The findings included:-
* high levels of depression (85%);
* periods of anxiety (45%);
* 70% attempted suicide, of the remainder, 3 had contemplated suicide;
this included a total of 41 attempts;
at least 3 have made further, serious, attempts.
* 55% abused themselves in other ways, e.g.
cutting up with razor blades,
banging fist against the wall,
putting fist through window,
biting chunks out of self,
throwing self against wall/down stairs.
* 55% had bad eating patterns or disorders - over-eating, under-deating, anorexia, bulimia.
* all but three used alcohol and 50% had serious alcohol problems e.g.
passing out under the influence of alcohol,
hospitalisation for drink problem,
suicide attempts under the influence of alcohol and drugs,
getting arrested for drunkeness;
* 50% had used illegal drugs;
* 65% smoked cigarettes;
* 55% had been homeless;
* 50% had been sexually abused or raped.
* 45% had experienced heterosexual sex (apart from sexual abuse and rape)
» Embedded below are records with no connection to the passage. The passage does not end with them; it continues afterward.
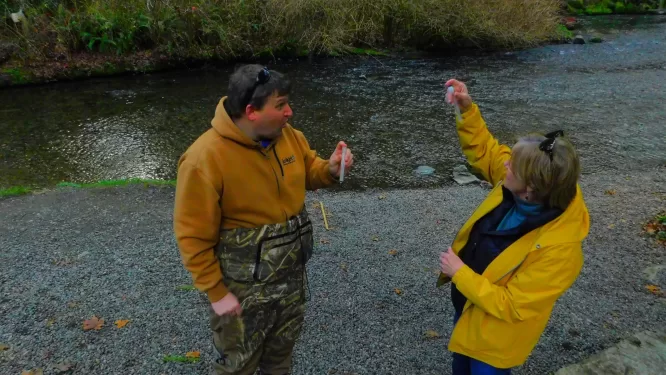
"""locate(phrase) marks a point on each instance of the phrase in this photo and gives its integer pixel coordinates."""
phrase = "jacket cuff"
(326, 177)
(463, 275)
(217, 292)
(472, 113)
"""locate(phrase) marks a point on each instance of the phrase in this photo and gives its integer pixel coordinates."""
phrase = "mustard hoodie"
(227, 180)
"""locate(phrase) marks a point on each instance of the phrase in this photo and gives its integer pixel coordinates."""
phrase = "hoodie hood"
(226, 128)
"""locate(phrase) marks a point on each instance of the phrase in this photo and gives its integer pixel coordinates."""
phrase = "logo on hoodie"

* 55% felt lonely and isolated at school; 30% having experienced personal prejudice at school because of their lesbianism.
* 40% had been badly treated by an older lesbian/woman.
* 30% had been in trouble with the police, one had been in prison.
* 90% had been brought up with a religion.
* One had been a prostitute.
These were VERY ISOLATED, MULTI-OPPRESSED, young lesbians, who usually slip through the research net. But experience of running LYSIS for over four years suggests that this situation is repeated elsewhere in Britain where there is no support.
Alongside the initial stage of the qualitative study a survey of what support, if any, was available to young lesbians in that part of Lancashire was conducted. Over 40 voluntary and statutory agencies were contacted, none of which offered support specific to the needs of young lesbians.